Adam Nicholson

In 1854, Adam Nicholson decided to free himself from bondage. He was held in slavery by Aaron Myers near Hedgesville, Berkeley County, Virginia (now West Virginia). Along with two other freedom-seekers, Daniel Davis and Reuben Bowles, Adam headed north, crossing the border into the free state of Pennsylvania. Anxious to get as far as possible from Hedgesville, the three men continued on foot to Greenville, Mercer County, Pennsylvania, a journey of 300 miles (483 kilometres). This was a town that was known to help those fleeing slavery.

From Greenville, Adam, Daniel and Reuben made their way to Philadelphia by train, a distance of 373 miles (600 km). They arrived at the Philadelphia “station” of the Underground Railroad, operated by Black abolitionist William Still. In his journal, in which he recorded the details of every escaped slave that he met, William Still wrote that the three men arrived in Philadelphia on April 12, 1854, “travel-worn, garments dirty, and forlorn.” Afraid of being recognized, the runaways changed their names: Adam Nicholson used the alias of John Wynkoop, Daniel Davis became David Smith, and Reuben Bowles called himself Cunnigan. William Still described Adam as “dark, rugged and sensible.” Adam told Still that Myers, his owner, was “a hard man.” Years later, a Canadian neighbour noted that Adam’s back was scarred from the whippings he had received as a slave, and he had only one eye. He must have suffered cruel treatment.

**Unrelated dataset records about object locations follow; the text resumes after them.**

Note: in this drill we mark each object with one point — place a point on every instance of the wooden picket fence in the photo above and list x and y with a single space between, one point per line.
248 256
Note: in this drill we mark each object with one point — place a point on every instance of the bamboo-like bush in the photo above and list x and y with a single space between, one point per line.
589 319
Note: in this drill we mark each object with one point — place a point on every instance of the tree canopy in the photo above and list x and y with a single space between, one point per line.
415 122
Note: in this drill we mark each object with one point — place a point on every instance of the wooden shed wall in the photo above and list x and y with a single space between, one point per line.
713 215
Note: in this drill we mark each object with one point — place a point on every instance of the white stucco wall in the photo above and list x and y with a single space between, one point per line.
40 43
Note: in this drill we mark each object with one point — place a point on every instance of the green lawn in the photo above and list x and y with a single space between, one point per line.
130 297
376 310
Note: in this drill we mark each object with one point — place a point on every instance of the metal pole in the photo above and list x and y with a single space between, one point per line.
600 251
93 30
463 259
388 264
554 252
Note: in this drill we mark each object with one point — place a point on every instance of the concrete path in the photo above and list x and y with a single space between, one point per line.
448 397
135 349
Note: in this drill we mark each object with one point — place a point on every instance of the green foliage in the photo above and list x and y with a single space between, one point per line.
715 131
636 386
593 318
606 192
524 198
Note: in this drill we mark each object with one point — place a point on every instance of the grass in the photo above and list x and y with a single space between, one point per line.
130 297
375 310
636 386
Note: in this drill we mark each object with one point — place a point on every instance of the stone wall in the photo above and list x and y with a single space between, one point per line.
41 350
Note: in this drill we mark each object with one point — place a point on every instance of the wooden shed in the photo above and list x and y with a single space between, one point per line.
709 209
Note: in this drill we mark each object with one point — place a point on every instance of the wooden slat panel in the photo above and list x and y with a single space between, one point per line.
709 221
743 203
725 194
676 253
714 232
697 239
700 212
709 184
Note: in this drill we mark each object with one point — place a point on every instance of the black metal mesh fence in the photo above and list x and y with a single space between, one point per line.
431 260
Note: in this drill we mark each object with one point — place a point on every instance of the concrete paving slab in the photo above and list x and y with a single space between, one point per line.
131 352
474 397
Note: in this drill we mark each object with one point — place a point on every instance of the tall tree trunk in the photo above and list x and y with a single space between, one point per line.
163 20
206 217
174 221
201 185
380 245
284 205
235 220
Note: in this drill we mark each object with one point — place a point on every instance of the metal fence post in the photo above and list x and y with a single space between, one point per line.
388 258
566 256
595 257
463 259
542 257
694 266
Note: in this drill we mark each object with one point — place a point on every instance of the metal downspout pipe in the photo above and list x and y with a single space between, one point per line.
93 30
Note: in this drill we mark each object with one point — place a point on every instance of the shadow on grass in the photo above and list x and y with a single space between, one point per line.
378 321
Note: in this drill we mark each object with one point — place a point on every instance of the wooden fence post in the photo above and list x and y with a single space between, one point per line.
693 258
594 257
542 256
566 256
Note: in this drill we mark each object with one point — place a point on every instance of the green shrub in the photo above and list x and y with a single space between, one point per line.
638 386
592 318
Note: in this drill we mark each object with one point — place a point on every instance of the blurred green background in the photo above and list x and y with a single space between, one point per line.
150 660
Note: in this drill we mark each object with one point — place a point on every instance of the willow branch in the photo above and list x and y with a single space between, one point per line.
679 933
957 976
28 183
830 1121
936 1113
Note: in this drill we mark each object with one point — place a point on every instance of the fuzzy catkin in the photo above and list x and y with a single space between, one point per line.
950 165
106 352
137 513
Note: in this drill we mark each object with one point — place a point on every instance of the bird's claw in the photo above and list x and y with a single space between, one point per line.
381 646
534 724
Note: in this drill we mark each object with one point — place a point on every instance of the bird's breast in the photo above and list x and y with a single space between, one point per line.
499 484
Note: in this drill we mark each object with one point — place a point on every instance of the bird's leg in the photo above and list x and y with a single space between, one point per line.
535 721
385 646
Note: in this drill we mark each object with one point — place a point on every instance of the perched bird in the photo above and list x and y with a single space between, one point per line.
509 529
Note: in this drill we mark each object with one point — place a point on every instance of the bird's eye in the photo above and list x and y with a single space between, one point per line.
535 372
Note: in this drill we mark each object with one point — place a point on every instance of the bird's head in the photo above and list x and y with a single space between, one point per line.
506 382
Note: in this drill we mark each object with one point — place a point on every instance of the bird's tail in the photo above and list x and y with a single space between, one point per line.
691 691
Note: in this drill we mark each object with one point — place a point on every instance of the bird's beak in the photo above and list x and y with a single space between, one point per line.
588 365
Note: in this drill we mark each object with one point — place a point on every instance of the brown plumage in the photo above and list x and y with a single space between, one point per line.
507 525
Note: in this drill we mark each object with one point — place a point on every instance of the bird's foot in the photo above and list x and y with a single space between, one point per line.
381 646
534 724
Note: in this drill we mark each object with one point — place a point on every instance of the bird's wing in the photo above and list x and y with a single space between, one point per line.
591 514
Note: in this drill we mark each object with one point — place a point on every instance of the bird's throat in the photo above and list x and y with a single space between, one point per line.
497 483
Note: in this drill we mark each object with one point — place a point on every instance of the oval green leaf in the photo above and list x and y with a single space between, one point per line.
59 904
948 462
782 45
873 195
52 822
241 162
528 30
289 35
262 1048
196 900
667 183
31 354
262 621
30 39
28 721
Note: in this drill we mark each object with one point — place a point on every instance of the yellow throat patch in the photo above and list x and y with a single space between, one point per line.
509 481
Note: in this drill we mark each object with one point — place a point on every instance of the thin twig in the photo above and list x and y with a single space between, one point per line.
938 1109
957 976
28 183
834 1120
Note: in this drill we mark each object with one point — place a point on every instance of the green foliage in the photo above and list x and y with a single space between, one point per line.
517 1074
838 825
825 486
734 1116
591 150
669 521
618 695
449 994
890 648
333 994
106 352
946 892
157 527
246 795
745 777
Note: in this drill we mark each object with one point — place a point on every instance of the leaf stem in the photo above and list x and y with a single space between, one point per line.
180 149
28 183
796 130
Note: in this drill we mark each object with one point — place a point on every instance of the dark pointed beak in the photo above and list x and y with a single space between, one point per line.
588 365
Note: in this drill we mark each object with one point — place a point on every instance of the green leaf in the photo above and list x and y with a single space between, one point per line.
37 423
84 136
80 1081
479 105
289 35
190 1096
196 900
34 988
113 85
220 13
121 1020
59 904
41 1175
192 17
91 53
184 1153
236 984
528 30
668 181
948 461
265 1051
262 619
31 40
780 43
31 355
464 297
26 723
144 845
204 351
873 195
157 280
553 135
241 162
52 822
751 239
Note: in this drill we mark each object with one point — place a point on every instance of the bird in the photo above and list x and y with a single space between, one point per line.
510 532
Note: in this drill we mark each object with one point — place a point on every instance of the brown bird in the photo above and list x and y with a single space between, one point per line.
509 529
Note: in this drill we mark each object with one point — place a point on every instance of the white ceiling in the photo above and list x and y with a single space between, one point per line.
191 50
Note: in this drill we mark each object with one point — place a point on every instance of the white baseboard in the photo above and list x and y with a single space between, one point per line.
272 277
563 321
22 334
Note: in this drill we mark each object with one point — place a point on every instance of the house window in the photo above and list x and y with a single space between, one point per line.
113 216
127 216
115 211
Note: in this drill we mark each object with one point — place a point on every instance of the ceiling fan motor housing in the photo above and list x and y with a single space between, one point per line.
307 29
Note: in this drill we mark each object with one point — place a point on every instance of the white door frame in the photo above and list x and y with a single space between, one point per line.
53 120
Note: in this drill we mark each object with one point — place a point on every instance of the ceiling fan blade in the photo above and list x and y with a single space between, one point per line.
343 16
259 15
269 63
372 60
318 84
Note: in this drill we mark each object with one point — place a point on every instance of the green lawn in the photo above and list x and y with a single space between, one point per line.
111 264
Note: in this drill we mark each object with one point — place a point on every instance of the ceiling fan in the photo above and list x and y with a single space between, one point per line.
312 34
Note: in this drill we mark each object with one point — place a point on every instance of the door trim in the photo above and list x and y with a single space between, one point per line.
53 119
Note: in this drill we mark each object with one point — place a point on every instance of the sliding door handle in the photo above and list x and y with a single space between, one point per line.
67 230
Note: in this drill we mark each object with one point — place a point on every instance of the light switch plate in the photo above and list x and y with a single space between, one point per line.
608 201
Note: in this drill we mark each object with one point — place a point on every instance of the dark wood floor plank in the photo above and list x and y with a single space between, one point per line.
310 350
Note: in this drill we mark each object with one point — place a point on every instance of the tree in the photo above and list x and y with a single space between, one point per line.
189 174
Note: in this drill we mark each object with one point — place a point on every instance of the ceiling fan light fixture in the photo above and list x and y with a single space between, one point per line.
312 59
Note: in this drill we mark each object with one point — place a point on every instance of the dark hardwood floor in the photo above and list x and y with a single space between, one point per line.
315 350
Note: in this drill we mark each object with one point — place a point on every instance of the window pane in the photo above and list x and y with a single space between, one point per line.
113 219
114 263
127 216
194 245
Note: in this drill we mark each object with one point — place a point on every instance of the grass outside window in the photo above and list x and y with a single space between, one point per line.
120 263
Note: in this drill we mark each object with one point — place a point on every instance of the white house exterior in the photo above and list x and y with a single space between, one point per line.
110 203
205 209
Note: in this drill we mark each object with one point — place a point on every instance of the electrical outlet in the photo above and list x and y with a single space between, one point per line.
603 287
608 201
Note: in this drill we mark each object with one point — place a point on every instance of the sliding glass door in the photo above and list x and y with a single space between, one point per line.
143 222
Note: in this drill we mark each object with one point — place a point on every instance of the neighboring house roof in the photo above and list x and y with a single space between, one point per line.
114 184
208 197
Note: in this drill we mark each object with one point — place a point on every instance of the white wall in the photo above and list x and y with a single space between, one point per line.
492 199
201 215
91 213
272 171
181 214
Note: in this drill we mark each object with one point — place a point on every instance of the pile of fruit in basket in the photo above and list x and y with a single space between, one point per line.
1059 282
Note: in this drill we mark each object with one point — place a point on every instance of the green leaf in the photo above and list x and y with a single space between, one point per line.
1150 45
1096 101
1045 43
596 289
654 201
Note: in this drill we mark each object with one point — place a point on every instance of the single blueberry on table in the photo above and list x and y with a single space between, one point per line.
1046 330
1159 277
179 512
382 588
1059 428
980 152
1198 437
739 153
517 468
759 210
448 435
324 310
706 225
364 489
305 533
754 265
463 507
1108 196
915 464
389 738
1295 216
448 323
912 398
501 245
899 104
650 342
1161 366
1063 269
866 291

In Philadelphia, the three men stayed at the home of Mrs. Rebecca Julius. William Still’s organization provided them each with a change of clothes and $1.50 to help them on their 400 mile (644 km) journey to Canada.

Adam Nicholson settled in Grantham Township, near the town of St. Catharines. Several other Black families lived near the small hamlet of McNab on Eight Mile Creek. Many had fled slavery in Maryland and Virginia. Adam and the other men earned a living by hiring themselves out to work on local farms. In 1868, Adam purchased two acres of land on Church Road from Alonzo and Sarah Bissell for $100. He built a two-storey home on the property.

A neighbour of Adam was John Amos, who had escaped from slavery in Maryland. He was a very pious man, and held prayer meetings in his home every Sunday evening. John Amos had four sons and one daughter, Mary. Mary had been born in New York State about 1846.

Adam Nicholson and Mary Amos were married in St Catharines on March 26, 1874. They raised four children, John, Nellie, Alexander, and Tempie, on the farm on Church Road. Many of Adam and Mary’s 23 grandchildren were also born and raised in the house that Adam built. Adam Nicholson died on January 13, 1911, and was buried at McNab Church Cemetery. His wife, Mary, died on May 9, 1918.

Escaping from slavery took tremendous courage. Runaways who were caught were brutally punished. By daring to leave slavery and come to Canada, Adam showed how the human spirit can overcome obstacles. He prepared the way for his children and their descendants to lead full and productive lives in Canada.